What if You Can Judge a Book by its Cover?By Jill Suttie | December 27, 2013 | 0 comments
A new book explores the mind’s powers of split-second social observation.
They say you can’t tell a book by its cover. But what if you actually can?
This is the subject explored in Matthew Hertenstein’s new book, The Tell: The Little Clues That Reveal Big Truths about Who We Are.
Hertenstein, a psychologist who runs the Touch and Emotions Lab at DePauw University, studies the science of nonverbal communication and what our faces and bodies say—and don’t say—about our personalities, attractiveness, and trajectory for success. His book is a revealing look at the mind’s powers of social observation.
A “tell,” explains Hertenstein, is what poker players call the subtle nonverbal clues opponents inadvertently display when they are bluffing. We are all attuned to these tells, whether or not we are aware of it, because our brains are constantly on the alert to understand and predict other people’s behaviors and intentions. And, although we can be wrong interpreting them, we are more right about them than we might think.
For example, we often use physical attributes to form our impressions. Tallness is associated with power; therefore, we generally choose taller men in presidential elections. Men also find women with lower waist-to-hip ratios more attractive, probably because this physique is associated with fertility.
These may be familiar to readers, as they’ve been discussed before in the media—and their cultural ramifications have been extensively debated.

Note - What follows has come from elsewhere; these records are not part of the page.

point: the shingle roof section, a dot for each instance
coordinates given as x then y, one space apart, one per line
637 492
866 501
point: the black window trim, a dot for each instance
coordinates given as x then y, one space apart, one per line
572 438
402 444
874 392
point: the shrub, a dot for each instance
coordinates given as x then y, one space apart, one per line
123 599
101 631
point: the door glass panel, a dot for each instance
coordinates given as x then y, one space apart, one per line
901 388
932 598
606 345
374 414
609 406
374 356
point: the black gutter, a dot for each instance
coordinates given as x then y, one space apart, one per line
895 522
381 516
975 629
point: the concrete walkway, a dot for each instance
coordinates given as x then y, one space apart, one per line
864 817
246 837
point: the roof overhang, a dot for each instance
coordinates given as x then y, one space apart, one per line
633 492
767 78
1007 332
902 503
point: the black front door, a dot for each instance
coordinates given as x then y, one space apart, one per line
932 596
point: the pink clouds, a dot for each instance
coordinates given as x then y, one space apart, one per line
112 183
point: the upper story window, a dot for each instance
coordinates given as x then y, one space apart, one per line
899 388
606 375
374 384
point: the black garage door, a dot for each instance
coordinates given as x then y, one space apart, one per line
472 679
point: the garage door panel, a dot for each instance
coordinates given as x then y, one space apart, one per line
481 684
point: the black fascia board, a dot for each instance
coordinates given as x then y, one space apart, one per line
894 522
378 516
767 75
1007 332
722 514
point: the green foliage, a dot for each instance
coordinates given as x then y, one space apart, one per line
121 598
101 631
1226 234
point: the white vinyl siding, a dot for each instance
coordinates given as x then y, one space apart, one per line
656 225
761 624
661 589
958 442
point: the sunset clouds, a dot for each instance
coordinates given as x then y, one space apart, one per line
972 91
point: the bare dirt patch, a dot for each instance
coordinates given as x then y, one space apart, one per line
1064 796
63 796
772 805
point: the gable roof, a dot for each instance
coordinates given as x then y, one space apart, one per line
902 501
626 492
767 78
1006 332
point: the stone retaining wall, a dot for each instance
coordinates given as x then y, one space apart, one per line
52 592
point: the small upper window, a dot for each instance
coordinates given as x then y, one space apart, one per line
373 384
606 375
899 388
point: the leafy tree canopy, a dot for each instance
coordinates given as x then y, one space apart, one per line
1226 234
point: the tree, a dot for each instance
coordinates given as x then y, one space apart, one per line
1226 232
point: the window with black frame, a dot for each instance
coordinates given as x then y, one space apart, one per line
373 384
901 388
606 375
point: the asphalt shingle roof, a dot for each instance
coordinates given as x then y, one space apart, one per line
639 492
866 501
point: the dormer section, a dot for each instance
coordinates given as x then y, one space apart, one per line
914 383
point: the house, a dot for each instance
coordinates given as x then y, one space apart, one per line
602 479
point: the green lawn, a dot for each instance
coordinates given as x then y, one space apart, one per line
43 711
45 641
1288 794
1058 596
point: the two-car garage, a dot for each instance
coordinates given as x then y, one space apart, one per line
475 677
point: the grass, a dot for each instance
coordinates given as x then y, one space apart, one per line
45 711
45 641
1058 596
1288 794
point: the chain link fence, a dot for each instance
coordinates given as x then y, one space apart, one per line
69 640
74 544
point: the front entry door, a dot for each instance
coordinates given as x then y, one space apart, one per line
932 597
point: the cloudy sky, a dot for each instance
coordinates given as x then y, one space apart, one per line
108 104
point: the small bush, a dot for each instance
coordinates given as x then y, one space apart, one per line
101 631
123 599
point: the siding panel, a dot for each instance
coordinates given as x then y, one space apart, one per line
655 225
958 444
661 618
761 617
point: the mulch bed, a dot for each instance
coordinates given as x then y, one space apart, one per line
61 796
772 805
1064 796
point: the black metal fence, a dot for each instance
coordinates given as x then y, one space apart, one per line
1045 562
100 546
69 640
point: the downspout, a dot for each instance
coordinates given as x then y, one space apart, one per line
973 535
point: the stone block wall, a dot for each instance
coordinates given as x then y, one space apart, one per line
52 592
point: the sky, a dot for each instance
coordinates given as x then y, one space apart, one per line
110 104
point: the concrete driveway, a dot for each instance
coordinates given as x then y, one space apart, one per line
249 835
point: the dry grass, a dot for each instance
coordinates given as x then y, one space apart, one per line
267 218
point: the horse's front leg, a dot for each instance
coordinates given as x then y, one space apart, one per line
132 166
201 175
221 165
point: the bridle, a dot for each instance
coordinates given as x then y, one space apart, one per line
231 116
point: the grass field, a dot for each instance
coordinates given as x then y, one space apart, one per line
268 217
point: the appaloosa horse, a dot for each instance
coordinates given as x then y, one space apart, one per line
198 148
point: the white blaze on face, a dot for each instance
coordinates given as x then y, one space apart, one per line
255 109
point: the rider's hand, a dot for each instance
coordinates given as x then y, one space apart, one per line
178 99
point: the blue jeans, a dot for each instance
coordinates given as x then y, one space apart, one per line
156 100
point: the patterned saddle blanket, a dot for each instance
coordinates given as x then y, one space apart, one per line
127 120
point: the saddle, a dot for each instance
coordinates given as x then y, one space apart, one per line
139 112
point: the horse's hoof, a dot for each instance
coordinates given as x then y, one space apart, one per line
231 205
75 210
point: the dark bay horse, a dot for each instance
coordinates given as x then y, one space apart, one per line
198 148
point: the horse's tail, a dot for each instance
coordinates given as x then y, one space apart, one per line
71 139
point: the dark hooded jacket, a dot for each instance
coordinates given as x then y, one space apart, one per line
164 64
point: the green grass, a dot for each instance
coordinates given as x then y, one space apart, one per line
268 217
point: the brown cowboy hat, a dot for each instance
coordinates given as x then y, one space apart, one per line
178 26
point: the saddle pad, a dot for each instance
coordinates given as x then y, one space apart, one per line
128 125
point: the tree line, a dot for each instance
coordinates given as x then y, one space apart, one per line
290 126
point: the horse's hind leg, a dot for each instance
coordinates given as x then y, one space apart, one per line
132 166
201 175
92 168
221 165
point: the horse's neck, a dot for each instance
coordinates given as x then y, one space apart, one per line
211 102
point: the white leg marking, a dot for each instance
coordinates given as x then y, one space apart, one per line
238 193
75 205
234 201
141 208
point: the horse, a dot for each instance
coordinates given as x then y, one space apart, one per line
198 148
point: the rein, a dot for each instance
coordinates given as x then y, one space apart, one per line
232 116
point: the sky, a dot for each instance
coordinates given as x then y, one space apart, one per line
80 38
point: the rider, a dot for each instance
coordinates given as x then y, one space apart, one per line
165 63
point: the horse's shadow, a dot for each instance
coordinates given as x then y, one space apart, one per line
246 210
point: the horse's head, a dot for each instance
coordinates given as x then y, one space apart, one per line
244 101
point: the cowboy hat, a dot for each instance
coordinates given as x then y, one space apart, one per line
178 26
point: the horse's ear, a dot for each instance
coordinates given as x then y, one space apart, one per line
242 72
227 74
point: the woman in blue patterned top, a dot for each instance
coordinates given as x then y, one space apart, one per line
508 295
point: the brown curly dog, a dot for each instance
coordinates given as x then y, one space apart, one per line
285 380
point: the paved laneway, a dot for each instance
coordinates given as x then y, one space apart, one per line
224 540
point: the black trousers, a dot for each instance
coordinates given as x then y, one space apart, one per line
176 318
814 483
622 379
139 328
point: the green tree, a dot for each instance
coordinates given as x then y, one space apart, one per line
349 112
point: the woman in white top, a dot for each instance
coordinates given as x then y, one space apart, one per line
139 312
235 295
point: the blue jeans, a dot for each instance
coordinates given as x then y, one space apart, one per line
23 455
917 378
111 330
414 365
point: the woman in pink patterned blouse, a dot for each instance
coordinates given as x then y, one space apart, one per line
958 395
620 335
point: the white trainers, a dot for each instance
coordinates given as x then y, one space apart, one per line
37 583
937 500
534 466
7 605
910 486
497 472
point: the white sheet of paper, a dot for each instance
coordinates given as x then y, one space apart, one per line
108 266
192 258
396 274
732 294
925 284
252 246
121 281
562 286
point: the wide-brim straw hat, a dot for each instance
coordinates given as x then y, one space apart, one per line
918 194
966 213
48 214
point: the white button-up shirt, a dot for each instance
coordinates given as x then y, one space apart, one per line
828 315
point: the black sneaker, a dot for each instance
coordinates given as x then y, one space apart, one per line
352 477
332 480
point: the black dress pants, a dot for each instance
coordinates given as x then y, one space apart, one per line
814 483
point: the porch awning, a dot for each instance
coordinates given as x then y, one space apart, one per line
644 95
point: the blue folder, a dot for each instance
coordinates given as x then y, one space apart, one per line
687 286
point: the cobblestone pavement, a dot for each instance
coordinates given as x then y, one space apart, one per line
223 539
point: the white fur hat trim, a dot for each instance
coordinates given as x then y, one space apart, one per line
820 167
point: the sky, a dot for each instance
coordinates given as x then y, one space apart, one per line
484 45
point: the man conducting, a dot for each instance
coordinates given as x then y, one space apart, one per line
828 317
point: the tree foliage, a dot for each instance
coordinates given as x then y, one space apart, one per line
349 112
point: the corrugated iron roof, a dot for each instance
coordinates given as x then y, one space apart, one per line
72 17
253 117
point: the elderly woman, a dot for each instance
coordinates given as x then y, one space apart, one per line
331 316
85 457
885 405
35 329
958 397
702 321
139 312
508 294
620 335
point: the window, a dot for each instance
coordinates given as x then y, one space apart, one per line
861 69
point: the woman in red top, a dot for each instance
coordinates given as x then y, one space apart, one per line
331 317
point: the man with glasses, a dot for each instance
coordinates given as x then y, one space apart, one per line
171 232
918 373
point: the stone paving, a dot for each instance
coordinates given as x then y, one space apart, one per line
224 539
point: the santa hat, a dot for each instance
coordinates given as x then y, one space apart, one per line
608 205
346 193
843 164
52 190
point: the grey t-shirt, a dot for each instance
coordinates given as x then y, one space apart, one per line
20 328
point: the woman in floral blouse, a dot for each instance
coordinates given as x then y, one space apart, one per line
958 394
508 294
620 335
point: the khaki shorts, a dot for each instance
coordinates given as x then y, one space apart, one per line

But did you know that men with wide faces are assumed to be more aggressive, and in fact will face stiffer penalties if convicted of a crime? In fact, wider-faced men do commit more crimes, possibly because of a connection between wide faces and higher levels of testosterone. This suggests that, in some cases, our brains may be better equipped than our conscious minds of making judgments based on tells like face structure.
There are several more examples in the book. We can tell whether or not someone will, on average, do better on intelligence tests based on three non-verbal clues: eye gaze, vocal qualities, and attractiveness (although only for those considered to be “in the lower half of the attractiveness distribution”).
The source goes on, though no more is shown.